On Hannelore’s desk was a large book with a simulated leather binding and gold trim. “Open it. It is our history.”
The book was indeed the story of the company. It contained copies of every single transaction that ever took place, including the purchase of rubber bands. Customers’ letters were reproduced (but probably not the complaints), along with brochures, sales reports, invoices, and photos taken at trade fairs.
“Touch the paper.”
My god, this was Hannelore’s holy book, the Book of Hours of Hannelore Links.
“Acid-free vellum. From goats. It is my special project. I sent my parents their personal copy with their initials in gold on the cover. It was like a long letter to them about my life in America. It is my baby.” She picked up the book and hugged it.
Maybe, Amalie thought, I’ll unbend and suggest lunch some time.
#
The worst part of having the job is not having Stewart to talk to at the end of the day. There was always so much to discuss over dinner, even after eighteen years. Charlie’s latest obsession (when he wasn’t sitting there with them), news items, outrages committed by Stewart’s freshman English students who never learned to spell.
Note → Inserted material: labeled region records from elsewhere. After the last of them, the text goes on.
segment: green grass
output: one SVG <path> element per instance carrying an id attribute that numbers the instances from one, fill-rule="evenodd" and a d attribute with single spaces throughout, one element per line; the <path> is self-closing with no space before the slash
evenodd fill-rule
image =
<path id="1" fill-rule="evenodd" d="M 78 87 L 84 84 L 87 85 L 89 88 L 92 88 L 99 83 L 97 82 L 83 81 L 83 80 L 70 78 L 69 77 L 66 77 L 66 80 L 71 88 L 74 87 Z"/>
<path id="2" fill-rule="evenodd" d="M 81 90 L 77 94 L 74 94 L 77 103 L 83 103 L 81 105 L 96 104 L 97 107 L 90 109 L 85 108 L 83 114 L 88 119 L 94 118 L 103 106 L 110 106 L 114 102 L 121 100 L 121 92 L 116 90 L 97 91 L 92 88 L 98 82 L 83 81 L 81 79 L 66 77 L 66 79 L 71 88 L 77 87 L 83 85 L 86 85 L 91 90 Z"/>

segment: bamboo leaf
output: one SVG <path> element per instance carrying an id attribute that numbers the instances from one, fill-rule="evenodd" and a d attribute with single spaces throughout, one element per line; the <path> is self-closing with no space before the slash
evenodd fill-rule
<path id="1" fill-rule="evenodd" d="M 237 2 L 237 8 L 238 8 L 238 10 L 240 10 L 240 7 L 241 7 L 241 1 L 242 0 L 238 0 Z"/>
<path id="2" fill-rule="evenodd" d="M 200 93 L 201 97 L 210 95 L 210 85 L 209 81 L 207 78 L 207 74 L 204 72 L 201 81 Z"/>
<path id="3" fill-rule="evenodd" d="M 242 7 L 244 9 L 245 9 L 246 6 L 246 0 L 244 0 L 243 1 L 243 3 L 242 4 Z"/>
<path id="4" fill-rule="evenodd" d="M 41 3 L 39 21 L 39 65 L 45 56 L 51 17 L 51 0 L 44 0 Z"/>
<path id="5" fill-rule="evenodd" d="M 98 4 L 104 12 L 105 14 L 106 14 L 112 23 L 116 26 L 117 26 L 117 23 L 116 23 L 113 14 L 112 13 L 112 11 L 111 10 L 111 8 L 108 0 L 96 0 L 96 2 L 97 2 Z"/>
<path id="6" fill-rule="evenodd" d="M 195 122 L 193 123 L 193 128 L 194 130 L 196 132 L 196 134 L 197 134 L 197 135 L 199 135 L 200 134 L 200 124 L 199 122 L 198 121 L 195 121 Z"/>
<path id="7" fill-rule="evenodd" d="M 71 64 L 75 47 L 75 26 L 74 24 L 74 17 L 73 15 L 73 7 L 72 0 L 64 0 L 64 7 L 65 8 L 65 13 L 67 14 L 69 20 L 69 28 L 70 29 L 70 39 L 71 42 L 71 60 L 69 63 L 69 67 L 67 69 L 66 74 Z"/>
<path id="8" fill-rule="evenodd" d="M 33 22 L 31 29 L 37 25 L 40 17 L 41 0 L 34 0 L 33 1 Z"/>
And while Stewart talked—he did most of the talking—the moment when Amalie slipped her foot out of her shoe and rubbed her toes up and down his calf.…“What do you have in mind?” He’d smile, fork poised. “Or will you be too sleepy later?”
“I don’t know. I’m not myself today.”
“Oh, how exciting.”
Then she’d give him a little kick. Who needed reminders of the women who ogled him, the ones who called, the junior colleagues who needed orientation over a drink? There was a lot of teasing between them but never the direct question.
The silence now is dreadful. It is like anti-matter, anti-noise. It is like hell. Maybe her phone is dead. No. Amalie looks out the window into the courtyard. A long drop. She turns on the radio, loud rock music as though to lure Charlie home. She won’t call any of his friends. She has her pride. But the worry is beginning to make her crazy. This is the longest he’s ever stayed out. He might be lying in a heap on the subway tracks. Or maybe he’s in the middle of a training session on passive resistance. Learning to cope with tear gas or worse. She’s seen the gas mask Charlie is fashioning, though he keeps it hidden in his closet, together with the wad of flyers announcing demonstrations he is planning to attend unless there are concerts that conflict. What if he is hurt, hauled off to jail, incarcerated incommunicado? He would be less vulnerable if he cut his hair. Although he believes in living in the here and now, not to speak of the where it’s at, hair is to Charlie what it was to Samson. Why couldn’t Charlie be interested in normal things like other kids his age? What a curse to have a politically committed child who insists on acting according to his father’s principles.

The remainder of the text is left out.